Dicen que el pueblo siempre está listo para levantar la voz… pero resulta que nuestras dos neuronas rebeldes todavía no se ponen de acuerdo y prefieren seguir jugando al esconde-esconde. Mientras tanto, el contador de bolsillo —ese que solo sirve para sumar las propinas del cafecito— nos deja esperando, mudos, como si la correa del pantalón fuera a resistir eternamente. Spoiler: no resiste. Y cuando revienta, nos deja con los cocos al aire, justo en el fatídico 2025, acompañado de sus doscientos años de ensayo y error.
No es que seamos tontos, sordos o mudos… es que lo
practicamos con tanto entusiasmo que ya parece disciplina olímpica. Y ahí
están, treinta y tres millones de perusolimitados, zombificados, grabando su
propio spin-off de The Walking Dead, arrastrando chancletas hechas con
suela de chancho curtida en orines de onagro. Una pasarela de pusilánimes que
creen vivir en otra dimensión, rodeados de acémilas con plata y de fronterizos
que se carcajean como si el IQ fuera un chiste privado.

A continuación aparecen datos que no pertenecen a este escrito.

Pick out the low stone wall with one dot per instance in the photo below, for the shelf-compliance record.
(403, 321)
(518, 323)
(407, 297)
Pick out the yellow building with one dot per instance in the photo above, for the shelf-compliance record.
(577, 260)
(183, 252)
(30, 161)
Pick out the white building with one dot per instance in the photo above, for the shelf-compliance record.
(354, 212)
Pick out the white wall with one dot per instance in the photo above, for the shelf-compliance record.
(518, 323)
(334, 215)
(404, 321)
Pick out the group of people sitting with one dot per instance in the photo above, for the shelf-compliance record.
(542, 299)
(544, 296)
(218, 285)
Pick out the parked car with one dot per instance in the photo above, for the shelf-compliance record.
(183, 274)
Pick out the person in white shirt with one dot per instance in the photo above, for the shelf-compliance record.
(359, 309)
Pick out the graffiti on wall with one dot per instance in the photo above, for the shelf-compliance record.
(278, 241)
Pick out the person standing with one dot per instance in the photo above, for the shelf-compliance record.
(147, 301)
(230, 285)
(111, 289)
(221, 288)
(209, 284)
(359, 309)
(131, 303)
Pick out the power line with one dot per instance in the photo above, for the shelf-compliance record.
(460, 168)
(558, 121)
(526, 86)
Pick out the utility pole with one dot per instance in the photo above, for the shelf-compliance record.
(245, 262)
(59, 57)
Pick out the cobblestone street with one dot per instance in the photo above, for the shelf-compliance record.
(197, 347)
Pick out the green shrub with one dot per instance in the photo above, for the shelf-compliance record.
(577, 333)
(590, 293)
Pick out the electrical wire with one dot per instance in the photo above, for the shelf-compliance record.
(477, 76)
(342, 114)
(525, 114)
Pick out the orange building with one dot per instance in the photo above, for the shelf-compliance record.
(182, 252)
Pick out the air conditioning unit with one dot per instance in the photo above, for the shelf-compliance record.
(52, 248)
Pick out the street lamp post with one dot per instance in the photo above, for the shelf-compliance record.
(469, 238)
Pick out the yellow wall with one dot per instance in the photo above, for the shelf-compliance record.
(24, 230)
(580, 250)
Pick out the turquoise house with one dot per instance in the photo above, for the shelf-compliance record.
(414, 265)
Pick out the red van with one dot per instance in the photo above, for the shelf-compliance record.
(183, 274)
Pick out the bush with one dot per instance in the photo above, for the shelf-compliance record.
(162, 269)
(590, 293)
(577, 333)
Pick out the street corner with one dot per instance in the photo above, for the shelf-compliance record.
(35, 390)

Y si uno, masoquista, se atreve a hacer el recuento
del añito de miércoles, descubre que la baja inflación es tan real como el
Huevo de Pascua convertido en director del BCR. Que las minas, la
agroexportación y el Chongreso con sus “invitadas VIP” son la vitrina de la
equidad. Que la gestión del gobierno es tan ejemplar que hasta Biafra se tapa
la cara de vergüenza.
La verdad: estamos metidos hasta el culantro en un
plato de picarones rancios. Los picarones de antaño ya tienen doctorado en el
Jirón Azángaro y se preparan para las elecciones como si fueran tesis
universitaria.
Las perlas del 2025
- Economía: lloraremos, cuando el populorum viaje en el
tren de Porky, ¡a toda máquina!, y descubra que estamos vendidos hasta las
orejas: Petroperú, Chongreso, asesorías, ascensos y puestos clave: todo en
franca liquidación.
- Salud: somos choborras de campeonato. La anemia
infantil es nuestra mascota nacional, las medicinas llegan después de la
pandemia y la TBC nos abraza con tanto cariño que nos escupe sangre en la
cara.
- Educación: seguimos en el siglo XX. Los profes celebran
feriados y remuneraciones mientras los alumnos apenas descifran las
vocales. Comprender, ya es sci-fi.
- Seguridad: lo único seguro es que si sacas la cabeza del
jato, terminas en la morgue. Las motos ya no hacen piques: ahora hacen
piques y piquetes.
- Desigualdad: tres polos políticos irreconciliables: Norte,
Lima y Sur. El centralismo sigue como dictador vitalicio.
- Impunidad: la justicia es un club privado. El condenado
sabe la pena antes de escucharla y los detenidos hacen turismo vivencial
con auspicio del Estado.
- Minería: depredadora oficial. La informal ya nos prepara
el “Cuarto Ambiente” para la próxima temporada.
- Corrupción: piedra angular de Perusalem. Desde los
espejitos de la conquista hasta los contratos actuales, seguimos siendo
campeones mundiales.
- Delincuencia: deporte nacional. Se entrena desde la primaria,
se perfecciona en la secundaria y se titula en la universidad. El
INPE aplaude la afinación técnica.
Conclusión
Estamos en piloto automático, con el tren descarrilado
y el chofer dormido. Eso sí: ¡a toda máquina! Porque si vamos a estrellarnos,
que sea con estilo, con picarones en la mano y la correa reventada.